26 and in his polling his head — and it hath been at the end of year by year that he polleth [it], for it [is] heavy on him, and he hath polled it — he hath even weighed out the hair of his head — two hundred shekels by the king's weight.
Avşalom saçını kestirdiği zaman tartardı. Saçı ona ağırlık verdiği için her yıl kestirirdi. Saçının ağırlığı krallık ölçüsüne göre iki yüz şekel çekerdi.
27 And there are born to Absalom three sons, and one daughter, and her name [is] Tamar; she was a woman of a fair appearance.
Avşalom'un üç oğlu ve Tamar adında çok güzel bir kızı vardı.
28 And Absalom dwelleth in Jerusalem two years of days, and the face of the king he hath not seen;
Avşalom kralı görmeden Yeruşalim'de iki yıl yaşadı.
29 and Absalom sendeth unto Joab, to send him unto the king, and he hath not been willing to come unto him; and he sendeth again a second time, and he hath not been willing to come.
Sonra Yoav'ı krala göndermek için ona haber saldı. Ama Yoav gelmek istemedi. Avşalom ikinci kez haber gönderdi, Yoav yine gelmek istemedi.
30 And he saith unto his servants, 'See, the portion of Joab [is] by the side of mine, and he hath barley there; go, and burn it with fire;' and the servants of Absalom burn the portion with fire.

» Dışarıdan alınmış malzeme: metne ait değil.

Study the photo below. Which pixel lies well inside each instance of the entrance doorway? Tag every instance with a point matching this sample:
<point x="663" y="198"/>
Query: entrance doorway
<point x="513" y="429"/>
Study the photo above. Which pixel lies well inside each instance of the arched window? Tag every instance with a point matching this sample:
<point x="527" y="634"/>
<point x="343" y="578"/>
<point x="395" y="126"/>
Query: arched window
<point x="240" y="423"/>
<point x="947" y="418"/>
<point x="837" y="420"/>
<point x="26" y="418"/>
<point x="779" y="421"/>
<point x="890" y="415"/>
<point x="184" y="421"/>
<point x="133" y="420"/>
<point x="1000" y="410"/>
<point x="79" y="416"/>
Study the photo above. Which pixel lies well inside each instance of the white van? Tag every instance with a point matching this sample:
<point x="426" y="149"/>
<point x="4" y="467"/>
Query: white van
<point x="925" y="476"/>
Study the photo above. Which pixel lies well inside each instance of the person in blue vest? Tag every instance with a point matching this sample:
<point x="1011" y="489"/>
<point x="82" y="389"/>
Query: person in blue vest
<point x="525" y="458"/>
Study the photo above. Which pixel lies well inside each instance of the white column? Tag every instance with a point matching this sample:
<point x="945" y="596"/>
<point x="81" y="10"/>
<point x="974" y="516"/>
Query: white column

Avşalom kullarına, “Bakın, Yoav'ın arpa tarlası benimkine bitişiktir” dedi, “Gidin, tarlayı ateşe verin.” Bunun üzerine gidip tarlayı ateşe verdiler.
31 And Joab riseth and cometh unto Absalom in the house, and saith unto him, 'Why have thy servants burned the portion that I have with fire?'
Yoav kalkıp Avşalom'un evine gitti. “Kulların neden tarlamı ateşe verdi?” diye sordu.
32 And Absalom saith unto Joab, 'Lo, I sent unto thee, saying, Come hither, and I send thee unto the king to say, Why have I come in from Geshur? — good for me while I [am] there — and now, let me see the king's face, and if there is in me iniquity then thou hast put me to death.'
Avşalom şöyle yanıtladı: “Bak, sana, ‘Buraya gel, seni krala göndereyim’ diye haber yolladım. Ona şunları söylemeni isteyecektim: ‘Neden Geşur'dan geldim? Orada kalsaydım benim için daha iyi olurdu. Artık kralı görmek istiyorum. Bir suçum varsa, beni öldürsün.’”
33 And Joab cometh unto the king, and declareth [it] to him, and he calleth unto Absalom, and he cometh unto the king, and boweth himself to him, on his face, to the earth, before the king, and the king giveth a kiss to Absalom.
Bunun üzerine Yoav gidip Avşalom'un söylediklerini krala iletti. Kral Avşalom'u çağırttı. Avşalom kralın yanına gelip önünde yüzüstü yere kapandı. Kral da onu öptü.